4. The method according to claim 3,

wherein the weighting factor is changed in accordance with a number per unit time of observed values included in the original data set.

5. The method according to claim 3,

wherein the weighting factor is changed in accordance with a variation width of observed values included in the original data set.

6. The method according to claim 3,

wherein the weighting factor is changed in accordance with an evaluation result of performance of the prediction model.

7. A method of generating, with a computing device, the prediction model with the training data generated by the method according to claim 1, comprising:

performing supervised machine learning such that an observed value of the observed parameter that is acquired after the second time point is regarded as a ground truth; and

configuring the prediction model so as to predict, with respect to multiple observed values of the observed parameter acquired at different time points as an input, an unobserved value of the observed parameter as the physiological information.

8. A method of generating, with a computing device, the prediction model with the training data generated by the method according to claim 1, comprising:

performing supervised machine learning such that whether an event related to the observed parameter occurred at or after the second time point is regarded as a ground truth; and

configuring the prediction model so as to predict, with respect to multiple observed values of the observed parameter acquired at different time points as an input, a probability of occurrence of the event as the physiological information.

9. A method of generating, with a computing device, the prediction model with the training data generated by the method according to claim 1, comprising:

performing supervised machine learning such that an observed value of a different observed parameter from the observed parameter that is acquired after the second time point is regarded as a ground truth; and

configuring the prediction model so as to predict, with respect to multiple observed values of the observed parameter acquired at different time points as an input, an observed value of the different observed parameter as the physiological information.

10. A computing device configured to generate training data to be used in machine learning of a prediction model adapted to predict physiological information, comprising:

an interface configured to receive an original data set including a first observed value of an observed parameter for obtaining the physiological information that is acquired from a living body at a first time point, and a second observed value of the observed parameter that is acquired from the living body at a second time point that is different from the first time point; and

a processor configured to generate the training data so as to include a first interpolation data set and a second interpolation data set,

wherein the first interpolation data set is generated by interpolating, with a first method, at least one value of the observed parameter in a time period; and

wherein the second interpolation data set is generated by interpolating, with a second method that is different from the first method, at least one value of the observed parameter in the time period between the first time point and the second time point.

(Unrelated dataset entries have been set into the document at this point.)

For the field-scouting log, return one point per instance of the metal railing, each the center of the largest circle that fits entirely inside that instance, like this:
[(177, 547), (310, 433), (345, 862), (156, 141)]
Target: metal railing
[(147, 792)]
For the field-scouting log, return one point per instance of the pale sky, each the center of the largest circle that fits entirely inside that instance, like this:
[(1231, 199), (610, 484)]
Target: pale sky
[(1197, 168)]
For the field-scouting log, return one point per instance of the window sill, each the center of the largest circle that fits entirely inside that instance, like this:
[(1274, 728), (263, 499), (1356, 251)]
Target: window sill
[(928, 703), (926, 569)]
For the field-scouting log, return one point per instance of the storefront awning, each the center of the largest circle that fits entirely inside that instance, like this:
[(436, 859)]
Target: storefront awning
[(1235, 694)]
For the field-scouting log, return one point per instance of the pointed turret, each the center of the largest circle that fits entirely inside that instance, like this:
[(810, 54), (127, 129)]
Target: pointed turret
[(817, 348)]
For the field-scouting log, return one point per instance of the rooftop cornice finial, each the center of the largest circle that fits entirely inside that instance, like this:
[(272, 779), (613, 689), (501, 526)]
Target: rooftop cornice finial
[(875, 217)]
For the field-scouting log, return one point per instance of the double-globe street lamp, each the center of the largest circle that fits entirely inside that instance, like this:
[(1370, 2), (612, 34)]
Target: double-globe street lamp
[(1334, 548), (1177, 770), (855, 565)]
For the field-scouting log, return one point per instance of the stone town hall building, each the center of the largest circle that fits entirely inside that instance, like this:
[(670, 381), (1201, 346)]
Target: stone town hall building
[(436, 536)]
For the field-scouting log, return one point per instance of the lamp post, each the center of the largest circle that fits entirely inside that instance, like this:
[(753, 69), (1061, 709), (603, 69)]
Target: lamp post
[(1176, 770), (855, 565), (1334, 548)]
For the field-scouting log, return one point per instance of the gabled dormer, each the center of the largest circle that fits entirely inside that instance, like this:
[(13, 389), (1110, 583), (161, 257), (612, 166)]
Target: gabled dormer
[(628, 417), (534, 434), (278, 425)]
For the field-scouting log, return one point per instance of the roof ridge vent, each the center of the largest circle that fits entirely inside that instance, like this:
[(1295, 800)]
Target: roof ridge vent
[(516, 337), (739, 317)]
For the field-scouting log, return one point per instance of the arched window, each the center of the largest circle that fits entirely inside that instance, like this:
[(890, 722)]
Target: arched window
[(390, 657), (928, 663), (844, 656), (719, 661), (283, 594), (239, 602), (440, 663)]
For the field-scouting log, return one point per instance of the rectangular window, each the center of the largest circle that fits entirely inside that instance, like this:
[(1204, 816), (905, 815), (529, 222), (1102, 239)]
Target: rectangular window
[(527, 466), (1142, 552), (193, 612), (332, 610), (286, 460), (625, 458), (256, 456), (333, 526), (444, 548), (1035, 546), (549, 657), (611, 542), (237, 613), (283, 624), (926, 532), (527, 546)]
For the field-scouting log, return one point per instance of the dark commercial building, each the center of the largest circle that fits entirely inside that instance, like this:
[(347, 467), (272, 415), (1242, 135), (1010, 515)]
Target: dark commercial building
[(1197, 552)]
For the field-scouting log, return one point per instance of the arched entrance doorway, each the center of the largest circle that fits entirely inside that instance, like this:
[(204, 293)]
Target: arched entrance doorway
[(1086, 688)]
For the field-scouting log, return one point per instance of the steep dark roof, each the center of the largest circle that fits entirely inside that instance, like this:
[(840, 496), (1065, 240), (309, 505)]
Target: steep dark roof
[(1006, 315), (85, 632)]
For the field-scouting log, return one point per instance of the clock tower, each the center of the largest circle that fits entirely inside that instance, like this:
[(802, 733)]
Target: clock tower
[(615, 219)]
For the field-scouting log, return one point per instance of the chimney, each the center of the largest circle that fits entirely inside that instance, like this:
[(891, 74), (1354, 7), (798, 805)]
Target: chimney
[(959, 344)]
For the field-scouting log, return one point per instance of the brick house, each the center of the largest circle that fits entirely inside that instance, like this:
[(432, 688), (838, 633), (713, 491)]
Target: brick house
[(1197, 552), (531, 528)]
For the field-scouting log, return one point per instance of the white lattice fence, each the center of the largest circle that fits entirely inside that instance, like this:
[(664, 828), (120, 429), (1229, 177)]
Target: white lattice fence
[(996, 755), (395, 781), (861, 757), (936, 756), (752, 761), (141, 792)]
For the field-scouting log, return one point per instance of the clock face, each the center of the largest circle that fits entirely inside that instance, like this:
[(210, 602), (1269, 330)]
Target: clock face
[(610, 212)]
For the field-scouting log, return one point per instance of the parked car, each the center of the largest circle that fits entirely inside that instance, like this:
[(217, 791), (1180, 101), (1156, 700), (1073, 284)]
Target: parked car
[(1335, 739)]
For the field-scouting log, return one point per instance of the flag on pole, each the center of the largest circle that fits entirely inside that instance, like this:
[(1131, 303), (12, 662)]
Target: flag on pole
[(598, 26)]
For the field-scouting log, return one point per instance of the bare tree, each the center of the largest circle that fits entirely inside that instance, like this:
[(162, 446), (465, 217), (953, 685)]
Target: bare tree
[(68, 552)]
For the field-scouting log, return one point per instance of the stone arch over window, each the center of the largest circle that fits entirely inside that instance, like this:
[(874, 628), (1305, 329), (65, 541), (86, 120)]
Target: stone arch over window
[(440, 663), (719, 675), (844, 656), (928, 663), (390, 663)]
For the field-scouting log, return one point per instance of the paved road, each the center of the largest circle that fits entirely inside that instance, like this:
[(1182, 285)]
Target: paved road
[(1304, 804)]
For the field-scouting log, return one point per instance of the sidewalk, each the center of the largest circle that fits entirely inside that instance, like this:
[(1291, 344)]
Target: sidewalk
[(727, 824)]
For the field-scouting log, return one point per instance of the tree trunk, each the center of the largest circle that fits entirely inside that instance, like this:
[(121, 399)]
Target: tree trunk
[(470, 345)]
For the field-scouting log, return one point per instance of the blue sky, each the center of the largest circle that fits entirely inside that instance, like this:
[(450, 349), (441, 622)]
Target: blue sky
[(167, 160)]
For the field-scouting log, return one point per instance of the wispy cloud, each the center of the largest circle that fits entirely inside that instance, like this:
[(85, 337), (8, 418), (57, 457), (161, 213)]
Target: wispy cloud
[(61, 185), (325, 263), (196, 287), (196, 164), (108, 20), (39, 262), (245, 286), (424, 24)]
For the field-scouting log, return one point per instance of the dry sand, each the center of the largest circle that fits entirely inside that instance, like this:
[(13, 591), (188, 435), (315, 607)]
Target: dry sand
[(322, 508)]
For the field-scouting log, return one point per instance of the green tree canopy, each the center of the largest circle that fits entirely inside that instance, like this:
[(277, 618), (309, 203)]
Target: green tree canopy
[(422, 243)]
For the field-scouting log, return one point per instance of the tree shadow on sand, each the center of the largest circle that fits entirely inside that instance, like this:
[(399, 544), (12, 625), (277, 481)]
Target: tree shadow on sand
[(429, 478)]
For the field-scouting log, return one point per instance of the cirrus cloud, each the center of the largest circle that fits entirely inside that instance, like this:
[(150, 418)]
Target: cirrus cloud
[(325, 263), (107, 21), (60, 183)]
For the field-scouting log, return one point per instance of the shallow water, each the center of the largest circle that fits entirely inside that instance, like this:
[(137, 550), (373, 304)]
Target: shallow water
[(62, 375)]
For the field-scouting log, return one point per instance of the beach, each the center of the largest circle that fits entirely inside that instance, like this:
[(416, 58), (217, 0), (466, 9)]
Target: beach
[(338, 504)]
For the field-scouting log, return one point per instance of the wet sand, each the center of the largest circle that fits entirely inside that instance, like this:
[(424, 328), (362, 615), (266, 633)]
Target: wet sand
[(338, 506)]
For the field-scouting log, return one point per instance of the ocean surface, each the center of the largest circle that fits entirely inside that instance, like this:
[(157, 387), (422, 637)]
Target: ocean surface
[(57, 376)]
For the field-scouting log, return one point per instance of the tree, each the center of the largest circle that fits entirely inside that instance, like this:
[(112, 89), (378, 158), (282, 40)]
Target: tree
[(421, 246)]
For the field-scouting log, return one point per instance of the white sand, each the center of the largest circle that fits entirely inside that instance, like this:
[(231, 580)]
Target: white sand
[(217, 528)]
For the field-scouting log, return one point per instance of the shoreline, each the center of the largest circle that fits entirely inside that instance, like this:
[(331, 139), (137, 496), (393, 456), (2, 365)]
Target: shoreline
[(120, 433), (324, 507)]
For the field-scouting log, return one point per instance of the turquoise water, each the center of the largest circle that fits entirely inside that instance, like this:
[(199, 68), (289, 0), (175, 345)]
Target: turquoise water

11. A non-transitory computer-readable medium having stored a computer program adapted to be executed by a processor installed in a computing device, the computer program being configured to cause, when executed, the computing device to:

receive an original data set including a first observed value of an observed parameter for obtaining the physiological information that is acquired from a living body at a first time point, and a second observed value of the observed parameter that is acquired from the living body at a second time point that is different from the first time point;

generate a first interpolation data set by interpolating, with a first method, at least one value of the observed parameter in a time period between the first time point and the second time point;

generate a second interpolation data set by interpolating, with a second method that is different from the first method, at least one value of the observed parameter in the time period; and

generate the training data so as to include the first interpolation data set and the second interpolation data set.